The Inertia for Good Editor
Staff
Grand Targhee, Wyoming. Matt Omann/Unsplash

Grand Targhee, Wyoming. Matt Omann//Unsplash


The Inertia

A skier died after falling into a tree well at Grand Targhee Ski Resort in Wyoming over the weekend, reminding the ski community of the dangers of the hidden threat. The Teton County Sheriff’s Office identified the man as 67-year-old William Douglas England of Lakewood, Colorado. He was skiing with a partner in bounds on Saturday until the pair was separated somewhere between the top of a lift and one of the resort’s runs. England’s partner waited at the bottom of the run but when England still hadn’t arrived several minutes later, ski patrol was alerted.

Other skiers at the resort reportedly found England upside down in the tree well before ski patrol had arrived and attempted to dig him out. Ski patrol and EMTs then attempted to resuscitate England once they were able to pull him out of the well but he was never revived. No official cause of death had been announced by the Teton County Sheriff’s Office as of Tuesday but the assumption is that England died from asphyxiation between the time he fell into the well and when bystanders and ski patrol were finally able to dig him out.

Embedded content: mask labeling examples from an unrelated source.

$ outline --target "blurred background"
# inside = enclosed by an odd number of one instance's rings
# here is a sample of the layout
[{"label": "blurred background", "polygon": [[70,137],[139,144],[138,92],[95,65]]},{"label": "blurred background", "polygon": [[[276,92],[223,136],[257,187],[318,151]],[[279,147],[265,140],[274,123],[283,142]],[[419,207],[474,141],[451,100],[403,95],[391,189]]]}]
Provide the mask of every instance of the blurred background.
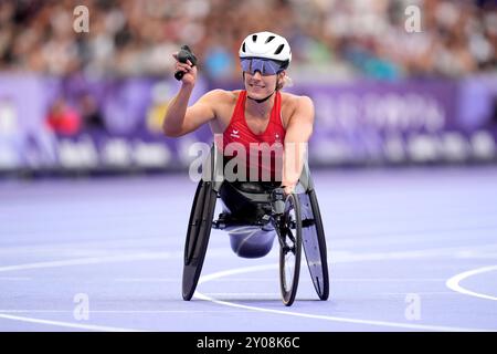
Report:
[{"label": "blurred background", "polygon": [[264,30],[292,45],[285,90],[315,102],[311,165],[496,163],[494,0],[3,0],[0,174],[186,170],[212,137],[161,134],[171,53],[199,58],[192,104],[242,88],[239,46]]}]

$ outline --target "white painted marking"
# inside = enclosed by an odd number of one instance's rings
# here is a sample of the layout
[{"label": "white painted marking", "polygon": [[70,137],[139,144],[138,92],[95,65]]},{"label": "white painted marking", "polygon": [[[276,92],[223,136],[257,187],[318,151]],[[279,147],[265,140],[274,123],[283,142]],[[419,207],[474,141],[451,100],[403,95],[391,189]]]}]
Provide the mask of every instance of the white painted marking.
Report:
[{"label": "white painted marking", "polygon": [[[209,282],[213,279],[230,277],[232,274],[243,274],[243,273],[250,273],[250,272],[272,270],[272,269],[277,269],[277,268],[278,268],[278,264],[266,264],[266,266],[245,267],[245,268],[232,269],[232,270],[226,270],[226,271],[220,271],[220,272],[215,272],[215,273],[212,273],[212,274],[209,274],[205,277],[201,277],[199,280],[199,284]],[[252,306],[252,305],[234,303],[234,302],[230,302],[230,301],[221,301],[221,300],[218,300],[214,298],[210,298],[198,291],[195,291],[194,298],[211,301],[213,303],[218,303],[220,305],[225,305],[225,306],[246,309],[246,310],[267,312],[267,313],[276,313],[276,314],[297,316],[297,317],[332,321],[332,322],[379,325],[379,326],[389,326],[389,327],[398,327],[398,329],[400,327],[400,329],[419,330],[419,331],[446,331],[446,332],[463,332],[463,331],[464,332],[485,332],[485,331],[487,331],[487,330],[482,330],[482,329],[467,329],[467,327],[453,327],[453,326],[441,326],[441,325],[411,324],[411,323],[403,323],[403,322],[349,319],[349,317],[338,317],[338,316],[328,316],[328,315],[317,315],[317,314],[302,313],[302,312],[294,312],[294,311],[290,312],[290,311],[283,311],[283,310],[264,309],[264,308],[257,308],[257,306]]]},{"label": "white painted marking", "polygon": [[0,313],[0,319],[15,320],[15,321],[21,321],[21,322],[30,322],[30,323],[42,323],[42,324],[49,324],[49,325],[57,325],[57,326],[62,326],[62,327],[80,329],[80,330],[89,330],[89,331],[104,331],[104,332],[145,332],[145,331],[140,331],[140,330],[130,330],[130,329],[110,327],[110,326],[104,326],[104,325],[80,324],[80,323],[72,323],[72,322],[61,322],[61,321],[50,321],[50,320],[31,319],[31,317],[14,316],[14,315],[3,314],[3,313]]},{"label": "white painted marking", "polygon": [[[70,313],[74,310],[0,310],[1,313]],[[92,310],[91,313],[232,313],[232,312],[247,312],[247,310]]]},{"label": "white painted marking", "polygon": [[133,253],[125,256],[107,256],[107,257],[92,257],[92,258],[80,258],[80,259],[67,259],[61,261],[51,262],[38,262],[38,263],[25,263],[18,266],[4,266],[0,267],[0,272],[28,270],[28,269],[40,269],[40,268],[57,268],[57,267],[68,267],[68,266],[83,266],[83,264],[99,264],[99,263],[113,263],[113,262],[127,262],[127,261],[140,261],[140,260],[152,260],[152,259],[168,259],[173,257],[171,252],[147,252],[147,253]]},{"label": "white painted marking", "polygon": [[486,272],[491,272],[497,270],[497,266],[490,266],[490,267],[483,267],[483,268],[478,268],[478,269],[474,269],[474,270],[468,270],[466,272],[456,274],[454,277],[452,277],[451,279],[447,280],[447,282],[445,283],[445,285],[447,285],[448,289],[454,290],[458,293],[462,294],[466,294],[469,296],[476,296],[479,299],[486,299],[486,300],[494,300],[497,301],[497,296],[491,296],[491,295],[487,295],[487,294],[482,294],[475,291],[470,291],[467,290],[463,287],[459,285],[459,282],[463,281],[464,279],[467,279],[469,277],[476,275],[476,274],[480,274],[480,273],[486,273]]}]

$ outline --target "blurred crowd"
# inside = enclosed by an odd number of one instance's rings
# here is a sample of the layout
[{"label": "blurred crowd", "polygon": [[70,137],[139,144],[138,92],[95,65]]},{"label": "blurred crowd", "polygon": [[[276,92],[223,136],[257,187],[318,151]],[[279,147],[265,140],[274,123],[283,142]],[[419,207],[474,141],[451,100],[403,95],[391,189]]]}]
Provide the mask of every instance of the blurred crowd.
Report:
[{"label": "blurred crowd", "polygon": [[[89,32],[77,33],[76,6]],[[408,32],[409,6],[421,10]],[[309,80],[457,77],[496,71],[494,0],[2,0],[0,71],[170,75],[183,43],[208,79],[240,77],[251,32],[290,42],[290,75]]]}]

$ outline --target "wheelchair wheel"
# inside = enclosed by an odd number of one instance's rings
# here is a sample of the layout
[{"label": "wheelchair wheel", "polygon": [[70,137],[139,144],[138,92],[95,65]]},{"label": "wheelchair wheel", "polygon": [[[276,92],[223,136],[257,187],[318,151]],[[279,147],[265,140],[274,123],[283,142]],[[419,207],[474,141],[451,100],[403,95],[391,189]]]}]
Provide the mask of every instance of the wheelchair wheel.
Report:
[{"label": "wheelchair wheel", "polygon": [[300,194],[303,246],[310,278],[320,300],[328,300],[329,277],[325,230],[316,191]]},{"label": "wheelchair wheel", "polygon": [[184,244],[182,295],[189,301],[195,292],[205,258],[218,194],[212,184],[200,180],[188,222]]},{"label": "wheelchair wheel", "polygon": [[300,273],[302,217],[298,198],[292,194],[285,201],[285,211],[278,226],[279,284],[283,303],[289,306],[297,294]]}]

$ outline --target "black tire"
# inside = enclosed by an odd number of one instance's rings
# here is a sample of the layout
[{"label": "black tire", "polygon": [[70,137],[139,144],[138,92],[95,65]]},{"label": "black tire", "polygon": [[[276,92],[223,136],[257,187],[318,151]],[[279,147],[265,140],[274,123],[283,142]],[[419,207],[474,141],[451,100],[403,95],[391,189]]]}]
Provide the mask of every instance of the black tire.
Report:
[{"label": "black tire", "polygon": [[200,180],[190,211],[184,243],[182,295],[186,301],[193,296],[202,272],[216,199],[218,194],[212,189],[212,184]]},{"label": "black tire", "polygon": [[303,246],[310,279],[319,299],[328,300],[328,256],[325,229],[315,190],[300,195],[300,207],[303,215]]},{"label": "black tire", "polygon": [[300,204],[294,194],[286,198],[285,212],[278,226],[278,238],[282,298],[283,303],[290,306],[297,294],[302,258]]}]

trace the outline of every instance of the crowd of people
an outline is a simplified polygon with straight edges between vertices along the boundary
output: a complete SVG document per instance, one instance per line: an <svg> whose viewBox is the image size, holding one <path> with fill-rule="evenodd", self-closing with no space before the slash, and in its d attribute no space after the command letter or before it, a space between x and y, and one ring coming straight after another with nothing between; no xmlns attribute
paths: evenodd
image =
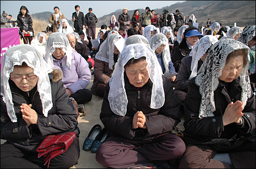
<svg viewBox="0 0 256 169"><path fill-rule="evenodd" d="M131 17L124 8L112 16L110 30L104 24L96 33L92 8L85 15L79 5L75 10L73 27L54 8L48 37L34 35L29 10L20 7L24 44L7 50L1 68L1 139L7 140L1 167L77 164L77 118L85 115L77 108L93 95L102 98L99 118L109 131L93 150L104 166L255 167L255 25L242 30L209 18L201 29L194 14L186 19L179 10L159 17L147 7ZM10 19L5 16L1 27ZM181 119L185 130L177 135ZM96 128L84 150L96 146L89 139Z"/></svg>

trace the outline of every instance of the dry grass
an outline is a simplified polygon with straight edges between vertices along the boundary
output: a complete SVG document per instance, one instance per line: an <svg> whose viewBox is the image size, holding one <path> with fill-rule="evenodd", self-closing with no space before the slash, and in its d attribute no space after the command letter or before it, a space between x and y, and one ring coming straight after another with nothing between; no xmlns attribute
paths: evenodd
<svg viewBox="0 0 256 169"><path fill-rule="evenodd" d="M38 33L43 31L46 31L46 27L48 26L49 23L48 21L40 19L35 17L32 17L32 19L33 20L33 29L34 29L34 36L35 37ZM96 37L98 35L98 32L99 32L100 29L100 27L96 27ZM86 29L84 29L84 30L86 30ZM50 36L49 34L46 34L48 37ZM34 38L33 39L34 39ZM20 38L19 38L19 41L20 44L24 44L23 40L22 40Z"/></svg>

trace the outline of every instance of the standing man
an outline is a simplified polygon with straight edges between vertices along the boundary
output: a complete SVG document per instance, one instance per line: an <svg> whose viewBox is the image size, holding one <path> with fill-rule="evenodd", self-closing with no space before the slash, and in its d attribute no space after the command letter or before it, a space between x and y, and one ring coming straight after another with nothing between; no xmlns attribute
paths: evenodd
<svg viewBox="0 0 256 169"><path fill-rule="evenodd" d="M124 8L123 9L123 13L120 14L118 16L118 22L120 23L120 27L124 27L124 25L127 25L130 27L130 24L131 23L131 20L129 15L127 13L127 9L126 8ZM128 24L125 24L125 22L127 21L129 21L129 22L127 23Z"/></svg>
<svg viewBox="0 0 256 169"><path fill-rule="evenodd" d="M84 15L83 13L80 12L80 6L78 5L75 6L76 12L72 14L72 20L74 22L74 27L75 32L79 33L80 31L85 27L84 26Z"/></svg>
<svg viewBox="0 0 256 169"><path fill-rule="evenodd" d="M155 11L151 10L151 13L153 15L153 17L151 18L151 24L153 24L155 26L157 27L157 17L156 15L155 15Z"/></svg>
<svg viewBox="0 0 256 169"><path fill-rule="evenodd" d="M176 21L176 27L180 27L182 26L181 20L182 20L182 16L178 9L175 11L175 13L176 14L174 14L174 19Z"/></svg>
<svg viewBox="0 0 256 169"><path fill-rule="evenodd" d="M52 32L57 32L60 25L60 21L62 19L66 18L64 14L59 12L59 7L55 7L53 8L53 10L54 13L51 15L48 21L52 24Z"/></svg>
<svg viewBox="0 0 256 169"><path fill-rule="evenodd" d="M95 39L96 23L98 22L98 19L93 13L92 8L89 8L89 12L86 14L85 17L86 33L89 37L92 37L92 39Z"/></svg>

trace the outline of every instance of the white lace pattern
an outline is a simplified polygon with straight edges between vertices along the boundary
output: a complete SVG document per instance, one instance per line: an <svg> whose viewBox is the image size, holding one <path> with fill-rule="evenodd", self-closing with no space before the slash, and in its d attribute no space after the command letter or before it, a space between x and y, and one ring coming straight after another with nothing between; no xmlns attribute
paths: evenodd
<svg viewBox="0 0 256 169"><path fill-rule="evenodd" d="M199 117L200 118L213 117L215 111L214 91L219 85L219 77L226 64L228 55L234 51L246 49L247 64L243 68L240 75L240 84L242 87L241 101L243 105L246 104L248 98L250 97L250 84L248 74L250 61L250 49L242 43L230 39L225 39L212 45L203 65L198 71L196 77L196 84L199 86L202 96Z"/></svg>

“It’s not enough to ski with a partner,” Paul Baugher, a retired Pacific Northwest mountain guide told the Jackson Hole News and Guide. “You have to keep them in sight or maintain contact.” Baugher pointed out there are an average of 4.6 deaths caused by tree-well accidents at U.S. ski resorts each year. That’s a significantly larger threat than inbounds avalanches over the past 20 years, which cause an average of about one death per year, according to Baugher.

The National Ski Areas Association Tree Well and Deep Snow Safety Guide emphasizes the same simple advice for avoiding or escaping tree well hazards: keep your partner in sight

According to Deepsnowsafety.org, 90 percent of people involved in Tree Well/ Snow Immersion Suffocation (SIS) research experiments could not rescue themselves. “If a partner is not there for immediate rescue, the skier or rider may die very quickly from suffocation – in many cases, he or she can die as quickly as someone can drown in water,” they warn.